I'm in a similar boat, and I've been testing out Seafile and ownCloud OCIS, and I think I prefer OCIS. I'll probably switch to OpenCloud though, since it seems a lot of the OCIS devs went there due to issues w/ management.

Some things I didn't like about Seafile:

  • complicated to set up - I wanted to throw it in a container, and that made it a lot more complex
  • weird codebase - a lot of it's in C, and some is in Go - not sure if they're switching to Go eventually, or if it's a one-off thing
  • they only support MariaDB/MySQL, and I really want to avoid that - OCIS lets me just use the filesystem, which is really nice

But hey, if it works, it works, so don't mess w/ it.

[–] dogs0n@sh.itjust.works 2 points 4 days ago

Thanks for your reply, I will definitely keep that in mind if Seafile fails to meet any critera moving on, but yeah your last point is also right, it would probably be a big pain to migrate out at this point with all my data for multiple users here.

It seems a lot has been modernising recently, I didn't know they were also using Go, but hopefully they continue with it for new code.

[–] idriss@lemm.ee 3 points 6 days ago (1 children)

NextCloud is straight up unusable to me no matter how much resources I was throwing at it.

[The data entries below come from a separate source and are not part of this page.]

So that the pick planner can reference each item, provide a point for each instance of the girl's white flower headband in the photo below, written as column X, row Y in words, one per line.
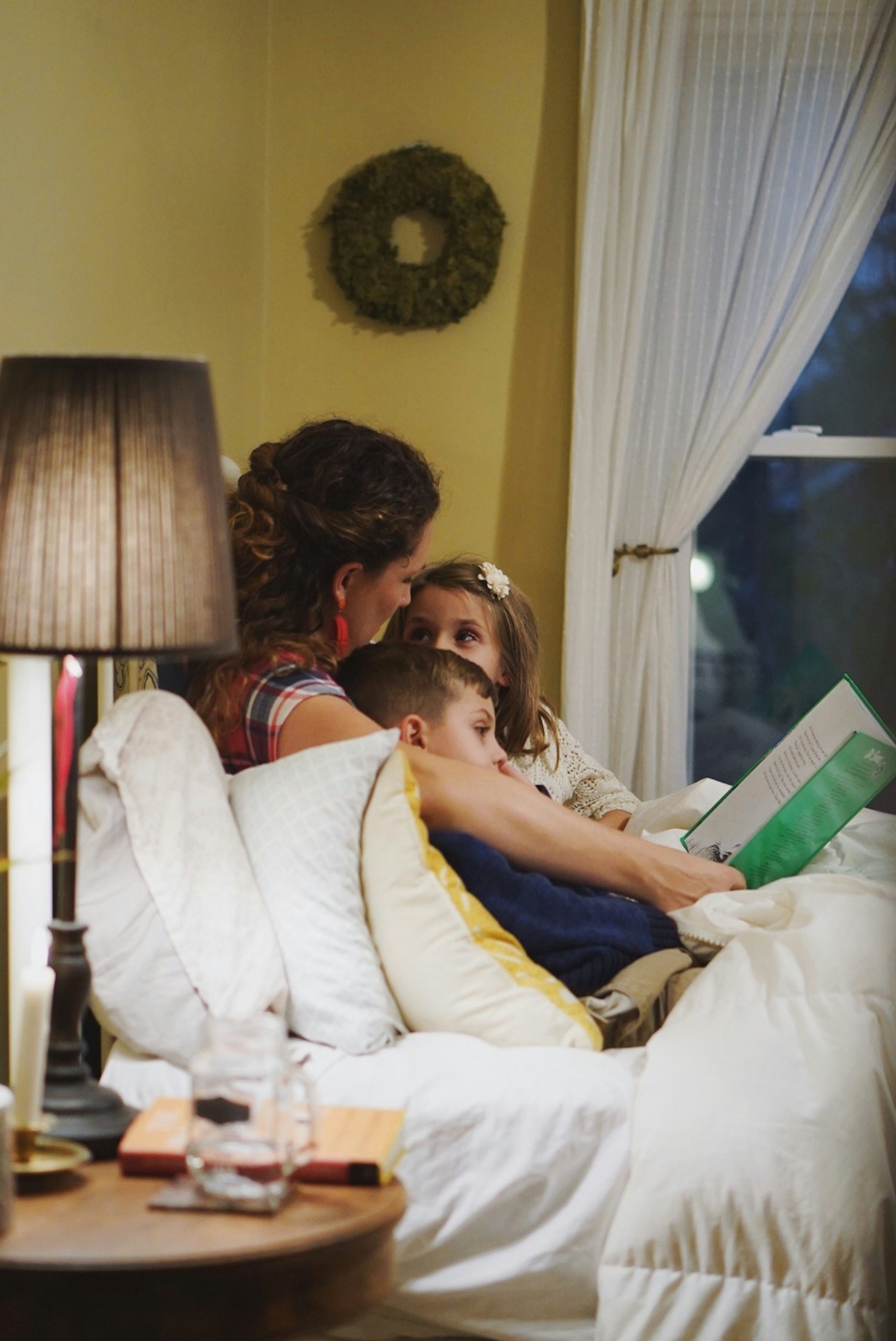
column 496, row 581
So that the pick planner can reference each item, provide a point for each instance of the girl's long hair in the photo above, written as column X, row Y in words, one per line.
column 333, row 492
column 526, row 723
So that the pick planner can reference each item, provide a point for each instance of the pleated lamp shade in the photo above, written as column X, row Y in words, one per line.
column 113, row 533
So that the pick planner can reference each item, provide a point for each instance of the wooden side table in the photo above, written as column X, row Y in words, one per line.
column 92, row 1261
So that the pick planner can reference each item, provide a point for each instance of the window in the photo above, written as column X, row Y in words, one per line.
column 794, row 569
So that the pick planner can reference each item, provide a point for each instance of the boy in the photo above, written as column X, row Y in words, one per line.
column 445, row 703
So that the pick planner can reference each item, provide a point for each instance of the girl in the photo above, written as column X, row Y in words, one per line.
column 472, row 608
column 329, row 529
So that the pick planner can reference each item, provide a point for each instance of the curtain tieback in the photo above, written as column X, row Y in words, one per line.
column 637, row 552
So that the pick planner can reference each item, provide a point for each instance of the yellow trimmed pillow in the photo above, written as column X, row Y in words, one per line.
column 450, row 964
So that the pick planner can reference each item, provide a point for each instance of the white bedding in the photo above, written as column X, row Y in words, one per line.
column 514, row 1163
column 758, row 1201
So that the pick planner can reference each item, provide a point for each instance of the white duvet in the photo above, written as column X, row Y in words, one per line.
column 734, row 1179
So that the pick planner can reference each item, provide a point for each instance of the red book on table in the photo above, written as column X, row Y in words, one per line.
column 356, row 1146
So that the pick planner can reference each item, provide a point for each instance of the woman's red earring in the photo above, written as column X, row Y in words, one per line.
column 340, row 631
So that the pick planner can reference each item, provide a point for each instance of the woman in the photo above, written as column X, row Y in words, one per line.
column 330, row 526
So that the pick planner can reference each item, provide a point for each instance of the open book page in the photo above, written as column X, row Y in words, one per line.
column 780, row 775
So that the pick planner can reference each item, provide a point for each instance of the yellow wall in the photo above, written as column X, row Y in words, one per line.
column 488, row 400
column 133, row 166
column 132, row 169
column 165, row 166
column 132, row 172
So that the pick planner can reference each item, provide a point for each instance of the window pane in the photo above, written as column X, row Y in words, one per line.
column 800, row 589
column 849, row 387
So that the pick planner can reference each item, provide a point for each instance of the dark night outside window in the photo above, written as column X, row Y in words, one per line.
column 797, row 561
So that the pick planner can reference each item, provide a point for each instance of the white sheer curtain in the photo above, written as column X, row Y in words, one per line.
column 735, row 156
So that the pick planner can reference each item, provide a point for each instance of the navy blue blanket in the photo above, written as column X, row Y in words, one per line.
column 579, row 934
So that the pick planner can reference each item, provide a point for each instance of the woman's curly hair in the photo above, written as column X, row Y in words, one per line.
column 333, row 492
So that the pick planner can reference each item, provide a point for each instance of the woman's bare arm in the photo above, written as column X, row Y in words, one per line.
column 529, row 828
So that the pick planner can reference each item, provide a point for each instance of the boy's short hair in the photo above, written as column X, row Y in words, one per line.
column 388, row 680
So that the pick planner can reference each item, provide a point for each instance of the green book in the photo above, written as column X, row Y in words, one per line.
column 797, row 797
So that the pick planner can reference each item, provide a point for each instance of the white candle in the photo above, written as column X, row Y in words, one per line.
column 35, row 998
column 29, row 815
column 105, row 686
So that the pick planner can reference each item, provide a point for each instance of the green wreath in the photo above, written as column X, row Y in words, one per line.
column 365, row 260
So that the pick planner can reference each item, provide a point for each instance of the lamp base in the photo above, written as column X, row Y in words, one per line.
column 86, row 1112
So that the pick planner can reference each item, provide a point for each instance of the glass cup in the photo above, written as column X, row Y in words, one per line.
column 252, row 1119
column 6, row 1159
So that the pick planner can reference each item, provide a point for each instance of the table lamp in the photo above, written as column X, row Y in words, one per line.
column 113, row 542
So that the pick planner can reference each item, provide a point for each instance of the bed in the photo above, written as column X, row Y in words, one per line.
column 734, row 1178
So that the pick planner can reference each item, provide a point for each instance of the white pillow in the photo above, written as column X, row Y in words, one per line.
column 450, row 963
column 140, row 990
column 178, row 926
column 301, row 824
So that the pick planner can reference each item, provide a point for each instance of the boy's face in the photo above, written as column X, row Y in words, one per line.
column 466, row 731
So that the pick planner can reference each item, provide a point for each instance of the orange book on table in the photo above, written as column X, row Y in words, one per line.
column 356, row 1146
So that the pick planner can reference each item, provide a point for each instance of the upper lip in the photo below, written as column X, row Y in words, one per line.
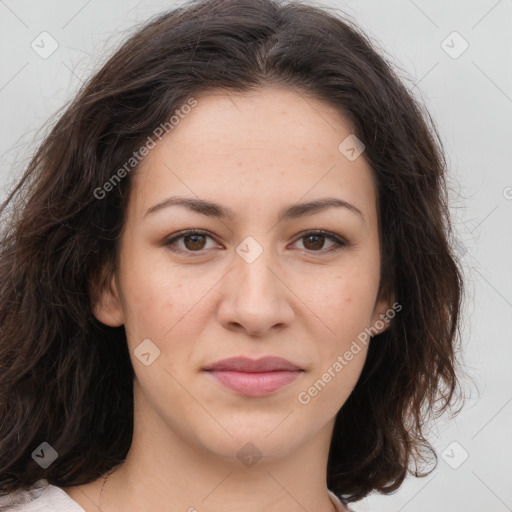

OpenCloud seems promising. I would definitely like to play with it a little. I would also like to check check how can I help with a thing or two there.

This seems like a similar story with matrix Synapse vs Dendrite.

NextCloud is straight up unusable to me no matter how much resources I was throwing at it.

Sounds like you don't have Redis caching properly configured.

That said, OCIS is a lot faster, and OpenCloud being forked from OCIS should do the same.